Manches mag nach Seemannsgarn klingen. Der Leser möge aber bedenken, dass man die damals gebräuchliche Technik nicht mit der des 21. Jahrhunderts vergleichen kann. Container-Schiffe gab es noch nicht, nicht mal MacGregor-Luken. Die Laderäume wurden mit Holzdeckeln abgedeckt und mit ölgetränkter Persenning gegen Regen und überkommende See geschützt. Was aber den angenehmen Nebeneffekt hatte, dass die Liegezeiten in den Häfen oft Wochen dauerten. Mit der San Juan Trader lagen wir mal mehr als drei Wochen vor der peruanischen Küste auf Reede und warteten auf Fracht. Mit einigen Kameraden nutzte ich die Zeit für einen Ausflug in die Halbwüste zwischen dem Erzhafen und der Stadt San Juan, der unser Schiff den Namen verdankte. Bei den extrem kurzen Liegezeiten heute, oft nur Stunden, sind solche Abenteuer undenkbar.

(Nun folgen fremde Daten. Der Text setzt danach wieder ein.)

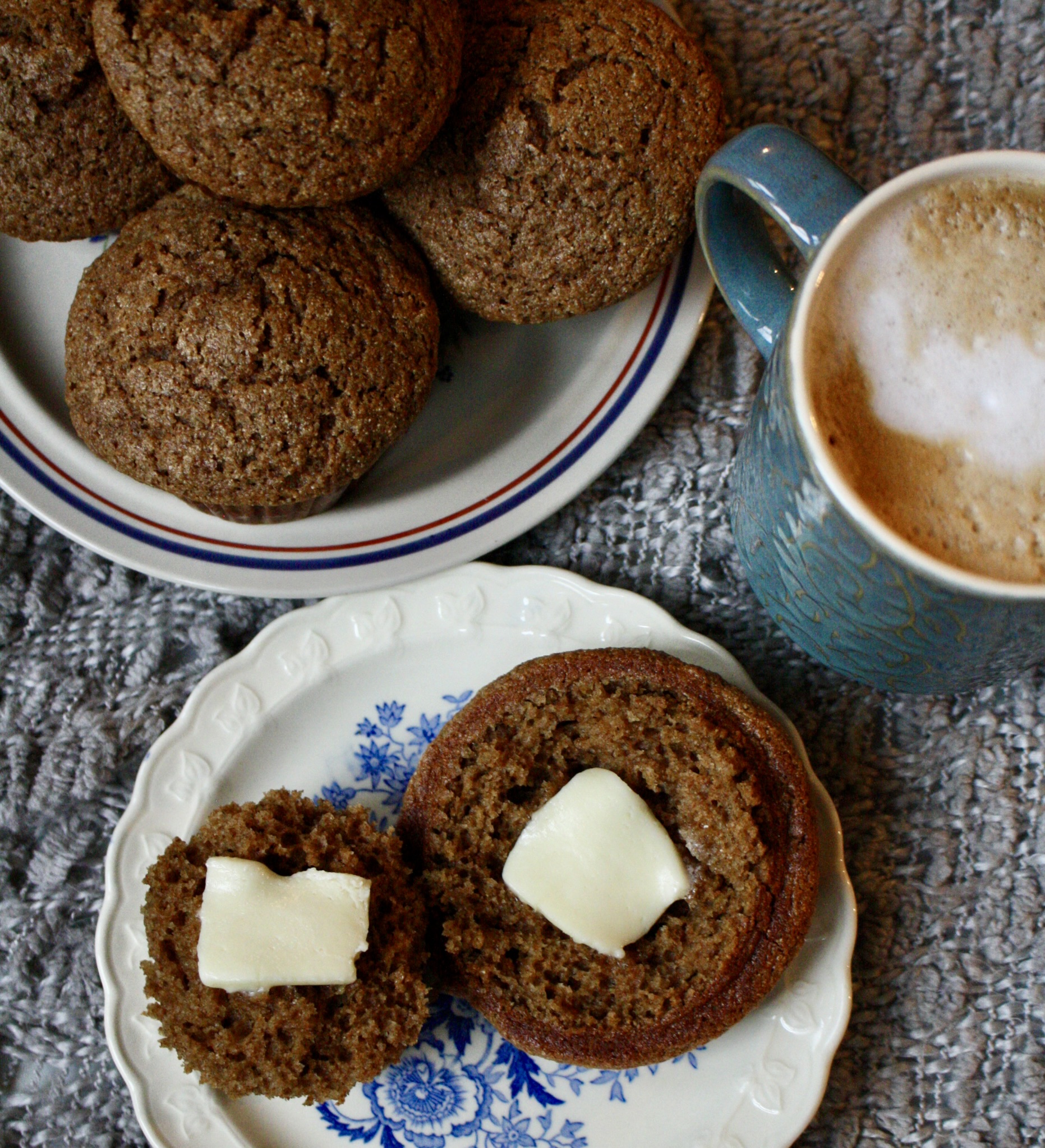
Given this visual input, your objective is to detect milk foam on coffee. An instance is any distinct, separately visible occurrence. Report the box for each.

Auch die Navigation war abenteuerlich. Ich erinnere mich, wie ich mal im Indischen Ozean gegen Mittag zur Wachablösung auf die Brücke kam. Es war trübes Wetter, die Sonne für die Bestimmung des Breitengrades um 12 Uhr, Mittagsbesteck genannt, ließ sich nicht blicken. An Backbord war ein schmaler Streifen Land zu sehen und ich hörte, wie einer der Offiziere sagte: »Ist das Indien oder Ceylon?«
Wir sind trotzdem wohlbehalten in Singapur angekommen.
Inzwischen sind Menschen auf dem Mond gelandet, wir haben Satellitennavigation und in beinahe jedem Pkw ein GPS. Die ersten Autos fahren autonom, und bald wird man nicht mehr am Lenkrad sitzen müssen.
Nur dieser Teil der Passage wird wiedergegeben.